あわせて、一般社団法人日本動画協会によるアニメ産業の市場規模速報値の発表など、カンファレンスの第2弾ラインナップと、「Tokyo IP Market」への追加参加企業を公表した。
TIFFCOMは今年23回目を迎えるアジア有数のビジネス・コンテンツマーケットで、映画、テレビ、アニメなどのコンテンツホルダーとバイヤー、プロデューサーが各国から集まる。主催は経済産業省、総務省、ユニジャパン。
AGBOのブレアトン氏とヒューズ氏が「クリエイター主導」の技術活用を語る
キーノート「テクノロジーが拓く、ストーリーテリングの未来」は10月29日11時30分からPort Hallで実施される。
登壇するのは、AGBO共同経営者のクリス・ブレアトン氏と、同社最高科学責任者(CSO)のドミニク・ヒューズ氏。モデレーターはVarietyアジア担当エディターのナーマン・ラマチャンドラン氏が務める。セッションでは、新しいツールの導入自体ではなく、それをいかにクリエイター主導で活用するかという観点から、AIや機械学習がクリエイティブ・プロセスで果たす役割、映画・テレビ・ゲーム・インタラクティブエンターテインメントにおける次世代の表現の可能性が議論される。

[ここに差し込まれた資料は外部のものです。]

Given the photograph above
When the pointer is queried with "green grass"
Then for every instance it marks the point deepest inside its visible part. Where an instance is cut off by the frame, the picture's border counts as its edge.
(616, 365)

ブレアトン氏はメディア・エンターテインメント業界で戦略、ディールメイキング、事業運営に30年以上携わってきた。AGBO参画以前はAmazon MGM Studiosのコーポレート戦略担当副社長として、企業戦略およびMGMのAmazonへの統合を統括。それ以前はMGMスタジオで同社を率い、Amazonによる84億5,000万ドルでのMGM買収において取引を主導した。

ヒューズ氏はアルゴリズム、機械学習、AIの専門家で、音声ニュースアプリ「Swell」を共同創設(2014年にAppleが買収)、その後Apple NewsにおけるAIおよび言語モデルの設計・実装を率いた。現在はカリフォルニア大学バークレー校のLogic Groupで客員研究員を務める。

AGBOは2017年設立のクリエイター主導型の独立系スタジオ。ルッソ兄弟とAGBOは世界興行収入70億ドル以上を記録し、『アベンジャーズ/エンドゲーム』を含む17作品で全世界初登場1位を獲得している。現在は2026年12月18日公開予定の『アベンジャーズ/ドゥームズデイ』のポストプロダクションを進めており、今年後半には『アベンジャーズ:シークレット・ウォーズ(原題)』の撮影開始を予定する。いずれもマーベル・スタジオとの共同製作となる。